Great, the request wasn’t a total failure! Now let’s check to see what the content looks like:

PYTHON

response.text

OUTPUT

'{"response":{"warnings":[{"warning":"incomplete return","description":"The API can only return 5000 '...

Looks like JSON to me! We could parse that text ourselves, but we might as well just use the built-in functionality of response.json().

PYTHON

eia923_2022_json = response.json()
eia923_2022_json["response"]["data"]

This seems to be a list of records, with “period”, “plantCode”, “plantName”, etc. as columns.

OUTPUT

[{'period': '2020-11',
  'plantCode': '61034',
  'plantName': 'EcoElectrica',
  'fuel2002': 'ALL',
  'fuelTypeDescription': 'Total',
  'state': 'PR',
  'stateDescription': None,
  'primeMover': 'ALL',
  'generation': '299985',
  'gross-generation': '314449',
  'generation-units': 'megawatthours',
  'gross-generation-units': 'megawatthours'},
 {'period': '2020-11',
  'plantCode': '61034',
  'plantName': 'EcoElectrica',
  'fuel2002': 'NG',
  'fuelTypeDescription': 'Natural Gas',
  'state': 'PR',
  'stateDescription': None,
  'primeMover': 'ALL',
  'generation': '299985',
  'gross-generation': '314449',
  'generation-units': 'megawatthours',
  'gross-generation-units': 'megawatthours'},
Challenge

Challenge

Can you take the raw XML data at the following URL and turn it into a string in python?

PYTHON

xml_url = "https://raw.githubusercontent.com/catalyst-cooperative/open-energy-data-for-all/refs/heads/main/data/eia923_2022.xml"

PYTHON

response = requests.get(xml_url)
raw_xml = response.text
Key Points
  • requests is useful when you need to access remote data
  • response.status_code tells you if the request succeeded or why it failed.
  • response.text gives you the raw response, if you need to check that the data is formatted how you expect
  • response.json() will parse the response as JSON, which is handy
Discussion

What are some advantages and disadvantages you can imagine for using remote data vs. saving the data to your hard drive (aka local data)?

Some non-exhaustive ideas:

Remote data pros:

  • if someone else updates the data, you always have the most recent version
  • you don’t need to manage multiple versions of the same data on your hard drive
  • if you send your code to someone else, you don’t also have to package the data with it

Local data pros:

  • you can keep track of different versions of the same data, even if the publisher doesn’t
  • you only need to download the data once, and then you can read from your disk in the future, which is faster
  • if someone else updates the data, your data doesn’t change until you actively download a new version
  • you can access this without internet!

Intro to web APIs


Web APIs - lots of data is locked up behind them, and they can save you a bunch of work if you know how to use them.

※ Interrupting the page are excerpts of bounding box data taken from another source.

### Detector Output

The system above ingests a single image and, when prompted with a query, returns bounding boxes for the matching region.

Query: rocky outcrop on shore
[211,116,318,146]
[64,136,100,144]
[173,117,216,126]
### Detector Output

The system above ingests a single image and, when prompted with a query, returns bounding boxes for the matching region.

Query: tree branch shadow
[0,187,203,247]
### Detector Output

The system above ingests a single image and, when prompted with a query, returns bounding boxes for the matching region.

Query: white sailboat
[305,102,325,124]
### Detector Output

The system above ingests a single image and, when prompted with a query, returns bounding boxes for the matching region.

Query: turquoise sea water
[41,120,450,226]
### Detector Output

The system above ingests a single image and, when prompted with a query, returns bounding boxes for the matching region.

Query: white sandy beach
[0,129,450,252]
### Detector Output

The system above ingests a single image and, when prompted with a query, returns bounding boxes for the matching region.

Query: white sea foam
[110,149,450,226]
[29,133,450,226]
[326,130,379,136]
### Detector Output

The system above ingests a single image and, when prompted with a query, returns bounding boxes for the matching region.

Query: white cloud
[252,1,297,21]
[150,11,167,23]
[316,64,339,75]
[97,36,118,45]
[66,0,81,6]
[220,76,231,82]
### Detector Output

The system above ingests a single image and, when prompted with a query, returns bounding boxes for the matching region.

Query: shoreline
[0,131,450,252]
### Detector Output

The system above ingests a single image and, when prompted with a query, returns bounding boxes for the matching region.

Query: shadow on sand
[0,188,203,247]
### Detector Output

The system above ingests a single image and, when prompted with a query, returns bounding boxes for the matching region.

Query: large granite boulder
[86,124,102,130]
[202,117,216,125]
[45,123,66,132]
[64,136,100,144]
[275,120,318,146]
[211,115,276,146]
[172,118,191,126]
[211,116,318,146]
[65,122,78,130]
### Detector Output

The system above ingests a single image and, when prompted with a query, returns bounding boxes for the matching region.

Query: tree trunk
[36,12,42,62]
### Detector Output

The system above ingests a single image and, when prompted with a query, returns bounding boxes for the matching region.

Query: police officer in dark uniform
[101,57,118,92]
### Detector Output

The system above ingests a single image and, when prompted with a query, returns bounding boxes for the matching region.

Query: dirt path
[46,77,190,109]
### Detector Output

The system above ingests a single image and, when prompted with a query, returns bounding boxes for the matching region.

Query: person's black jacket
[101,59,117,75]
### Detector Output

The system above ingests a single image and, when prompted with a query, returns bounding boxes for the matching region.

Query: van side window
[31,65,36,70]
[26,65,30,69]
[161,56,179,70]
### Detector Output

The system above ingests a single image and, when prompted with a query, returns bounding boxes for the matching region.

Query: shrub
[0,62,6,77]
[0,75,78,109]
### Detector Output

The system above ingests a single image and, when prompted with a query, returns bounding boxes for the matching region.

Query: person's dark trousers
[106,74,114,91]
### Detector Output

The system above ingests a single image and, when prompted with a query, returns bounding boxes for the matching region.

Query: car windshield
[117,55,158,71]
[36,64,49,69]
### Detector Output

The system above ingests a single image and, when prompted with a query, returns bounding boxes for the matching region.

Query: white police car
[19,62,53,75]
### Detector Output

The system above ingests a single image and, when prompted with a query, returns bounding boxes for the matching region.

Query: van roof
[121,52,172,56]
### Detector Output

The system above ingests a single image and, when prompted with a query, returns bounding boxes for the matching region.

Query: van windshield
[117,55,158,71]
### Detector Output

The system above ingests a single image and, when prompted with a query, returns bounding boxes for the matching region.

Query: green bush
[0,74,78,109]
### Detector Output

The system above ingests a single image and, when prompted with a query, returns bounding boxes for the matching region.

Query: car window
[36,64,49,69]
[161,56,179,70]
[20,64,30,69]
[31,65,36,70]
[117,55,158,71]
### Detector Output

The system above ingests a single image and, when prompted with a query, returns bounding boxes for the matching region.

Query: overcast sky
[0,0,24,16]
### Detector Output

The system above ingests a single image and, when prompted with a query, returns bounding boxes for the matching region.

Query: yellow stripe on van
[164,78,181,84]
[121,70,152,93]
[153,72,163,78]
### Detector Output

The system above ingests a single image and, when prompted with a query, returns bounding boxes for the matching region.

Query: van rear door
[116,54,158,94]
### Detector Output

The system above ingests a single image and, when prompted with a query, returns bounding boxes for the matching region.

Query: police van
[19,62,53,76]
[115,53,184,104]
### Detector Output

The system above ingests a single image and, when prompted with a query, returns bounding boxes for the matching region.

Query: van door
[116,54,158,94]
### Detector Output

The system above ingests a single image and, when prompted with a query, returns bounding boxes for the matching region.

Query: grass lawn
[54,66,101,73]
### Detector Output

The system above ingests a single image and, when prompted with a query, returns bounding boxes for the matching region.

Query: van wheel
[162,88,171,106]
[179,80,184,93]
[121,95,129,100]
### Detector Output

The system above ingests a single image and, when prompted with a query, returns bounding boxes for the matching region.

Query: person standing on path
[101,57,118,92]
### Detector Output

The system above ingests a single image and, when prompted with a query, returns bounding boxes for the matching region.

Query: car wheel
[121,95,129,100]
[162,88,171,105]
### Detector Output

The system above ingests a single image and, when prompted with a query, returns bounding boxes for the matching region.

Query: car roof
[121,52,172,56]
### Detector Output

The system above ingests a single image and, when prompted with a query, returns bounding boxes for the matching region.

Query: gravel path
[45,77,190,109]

Unfortunately, they can be intimidating to work with and the topic is often shrouded in mystery.

Fortunately, you already have the basic skills you need to handle APIs:

  • documentation reading
  • using requests to interact with URLs

This is because every web API is just a fancy bundle of URLs. Here’s an example.

APIs as fancy URLs

Suppose someone asks you, “how much natural gas was consumed for electricity generation, totalled across all sectors, in Puerto Rico, for each year between 2020 and 2023?”

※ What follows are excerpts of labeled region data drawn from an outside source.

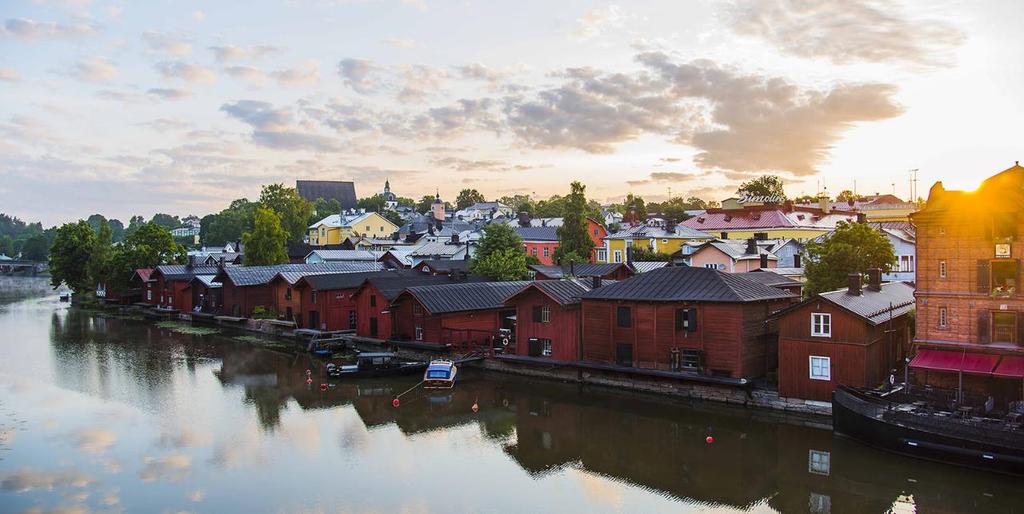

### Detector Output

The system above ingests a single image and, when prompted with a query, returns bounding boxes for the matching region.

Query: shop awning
[910,350,999,375]
[992,355,1024,379]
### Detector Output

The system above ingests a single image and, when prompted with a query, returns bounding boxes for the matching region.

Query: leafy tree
[455,189,485,210]
[554,182,594,265]
[150,212,181,230]
[242,207,288,266]
[49,220,96,293]
[469,223,527,281]
[259,184,313,241]
[804,221,896,295]
[736,175,785,203]
[22,233,50,261]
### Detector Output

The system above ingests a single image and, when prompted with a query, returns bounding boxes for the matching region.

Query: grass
[157,322,220,336]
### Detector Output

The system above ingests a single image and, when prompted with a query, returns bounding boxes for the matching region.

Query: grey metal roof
[583,266,795,302]
[515,226,558,241]
[739,271,801,288]
[156,264,221,281]
[529,262,626,279]
[406,282,530,314]
[217,262,384,287]
[295,180,355,209]
[816,282,914,325]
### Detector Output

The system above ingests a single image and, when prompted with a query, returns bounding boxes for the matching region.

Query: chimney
[519,211,529,226]
[867,267,882,291]
[846,273,860,296]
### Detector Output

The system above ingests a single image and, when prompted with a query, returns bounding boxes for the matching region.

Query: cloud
[138,454,191,482]
[142,31,191,55]
[0,468,96,492]
[70,57,118,82]
[209,45,278,62]
[151,60,217,83]
[0,68,22,84]
[381,38,416,50]
[569,5,625,41]
[730,0,966,67]
[338,58,384,94]
[0,17,99,40]
[145,87,191,100]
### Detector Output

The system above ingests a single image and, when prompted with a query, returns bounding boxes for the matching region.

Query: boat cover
[992,355,1024,379]
[910,349,999,375]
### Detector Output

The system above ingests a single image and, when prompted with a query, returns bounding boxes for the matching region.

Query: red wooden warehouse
[583,266,797,379]
[776,270,913,401]
[505,279,601,360]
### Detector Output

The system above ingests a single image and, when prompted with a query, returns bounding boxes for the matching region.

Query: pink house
[689,240,778,273]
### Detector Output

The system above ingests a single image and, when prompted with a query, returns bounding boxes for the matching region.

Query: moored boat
[423,359,459,389]
[833,386,1024,475]
[327,352,427,378]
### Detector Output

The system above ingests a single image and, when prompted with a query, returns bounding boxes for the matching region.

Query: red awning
[992,355,1024,379]
[910,350,999,375]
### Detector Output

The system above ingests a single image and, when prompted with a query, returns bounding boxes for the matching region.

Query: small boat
[327,351,427,378]
[833,386,1024,475]
[423,359,459,389]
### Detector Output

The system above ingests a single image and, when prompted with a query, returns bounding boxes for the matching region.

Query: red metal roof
[910,350,999,375]
[992,355,1024,378]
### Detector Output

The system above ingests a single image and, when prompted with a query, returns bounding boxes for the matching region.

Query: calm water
[0,292,1024,513]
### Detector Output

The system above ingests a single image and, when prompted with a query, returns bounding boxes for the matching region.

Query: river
[0,290,1024,513]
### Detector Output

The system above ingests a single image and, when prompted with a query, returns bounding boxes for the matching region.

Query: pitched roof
[150,264,220,281]
[529,262,626,279]
[584,266,794,302]
[505,279,602,305]
[812,282,914,325]
[295,180,355,209]
[217,262,384,287]
[515,226,558,241]
[740,270,802,288]
[406,282,530,314]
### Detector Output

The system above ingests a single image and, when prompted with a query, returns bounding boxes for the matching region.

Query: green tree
[736,175,785,204]
[554,182,594,265]
[242,207,288,266]
[455,189,485,210]
[49,220,96,293]
[259,184,313,241]
[469,223,527,281]
[804,221,896,295]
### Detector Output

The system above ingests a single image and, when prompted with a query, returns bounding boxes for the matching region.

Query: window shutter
[978,310,989,343]
[978,259,992,295]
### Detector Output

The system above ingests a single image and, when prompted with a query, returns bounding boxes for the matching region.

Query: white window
[811,312,831,337]
[807,449,831,475]
[810,355,831,380]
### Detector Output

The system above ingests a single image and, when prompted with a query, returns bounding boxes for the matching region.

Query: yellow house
[594,225,715,262]
[309,212,398,247]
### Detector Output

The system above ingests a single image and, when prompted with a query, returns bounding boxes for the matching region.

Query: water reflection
[0,296,1021,512]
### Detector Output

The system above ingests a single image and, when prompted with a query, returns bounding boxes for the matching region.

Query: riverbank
[76,302,831,423]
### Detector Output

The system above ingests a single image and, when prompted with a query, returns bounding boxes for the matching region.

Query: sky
[0,0,1024,225]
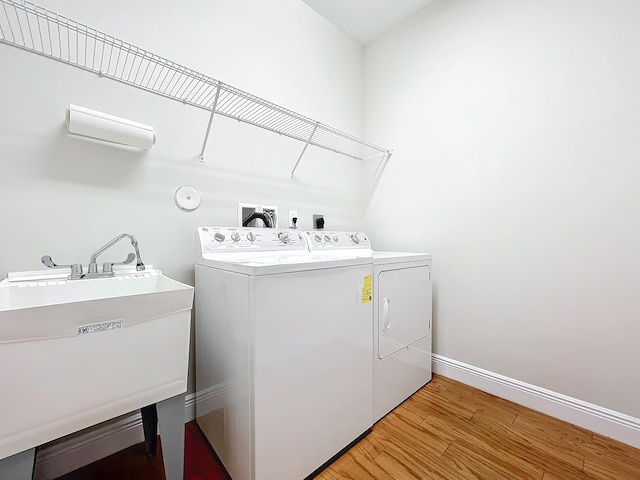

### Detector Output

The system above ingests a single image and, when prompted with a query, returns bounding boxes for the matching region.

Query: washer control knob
[278,232,289,243]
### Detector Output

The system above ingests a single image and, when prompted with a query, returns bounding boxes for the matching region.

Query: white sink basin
[0,269,193,459]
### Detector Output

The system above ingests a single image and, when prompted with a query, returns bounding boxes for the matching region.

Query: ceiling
[303,0,432,46]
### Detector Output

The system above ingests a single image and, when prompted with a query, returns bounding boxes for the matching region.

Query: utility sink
[0,268,193,459]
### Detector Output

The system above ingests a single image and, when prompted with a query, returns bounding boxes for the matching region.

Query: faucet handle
[40,255,82,279]
[102,253,136,273]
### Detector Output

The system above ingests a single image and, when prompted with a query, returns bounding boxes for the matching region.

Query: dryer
[305,230,432,422]
[373,251,432,422]
[195,227,373,480]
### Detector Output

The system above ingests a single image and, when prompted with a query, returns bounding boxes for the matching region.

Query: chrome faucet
[40,233,144,280]
[87,233,144,275]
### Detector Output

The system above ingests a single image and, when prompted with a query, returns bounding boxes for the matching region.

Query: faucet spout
[89,233,144,273]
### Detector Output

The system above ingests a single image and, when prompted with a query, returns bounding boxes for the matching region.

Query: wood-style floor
[56,375,640,480]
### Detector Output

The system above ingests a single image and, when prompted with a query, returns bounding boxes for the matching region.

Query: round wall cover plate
[174,185,202,212]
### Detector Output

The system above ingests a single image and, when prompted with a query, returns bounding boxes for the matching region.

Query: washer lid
[196,252,371,276]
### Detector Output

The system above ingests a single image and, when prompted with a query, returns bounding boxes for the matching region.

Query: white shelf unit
[0,0,391,177]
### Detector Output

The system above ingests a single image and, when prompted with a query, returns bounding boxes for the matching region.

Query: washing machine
[195,227,373,480]
[305,230,432,422]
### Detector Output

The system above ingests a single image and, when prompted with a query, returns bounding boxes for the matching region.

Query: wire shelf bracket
[0,0,390,172]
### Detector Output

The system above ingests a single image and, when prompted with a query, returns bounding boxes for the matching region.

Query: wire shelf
[0,0,390,168]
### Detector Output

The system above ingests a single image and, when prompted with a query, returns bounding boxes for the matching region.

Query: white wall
[0,0,362,394]
[365,0,640,417]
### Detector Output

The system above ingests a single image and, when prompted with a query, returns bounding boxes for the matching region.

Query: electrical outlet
[312,214,324,230]
[289,210,300,228]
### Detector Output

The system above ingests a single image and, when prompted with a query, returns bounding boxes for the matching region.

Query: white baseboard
[432,354,640,448]
[33,393,196,480]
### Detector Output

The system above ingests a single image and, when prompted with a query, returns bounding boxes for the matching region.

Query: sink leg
[140,403,158,458]
[0,448,35,480]
[156,393,184,480]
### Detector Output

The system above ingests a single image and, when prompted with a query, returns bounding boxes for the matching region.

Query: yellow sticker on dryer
[362,274,373,303]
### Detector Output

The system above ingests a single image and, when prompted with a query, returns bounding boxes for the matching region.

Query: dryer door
[376,265,431,359]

You could go find the EIA 923 spreadsheets for 2020-2023, download the individual files, do a bunch of filtering and reshaping of the data, and get an answer.

But, in this case, the EIA has another way - their web API. Web APIs are collections of fancy URLs that allow them to be much more flexible than merely downloading individual files. They can save you a lot of work, if you become good at using them.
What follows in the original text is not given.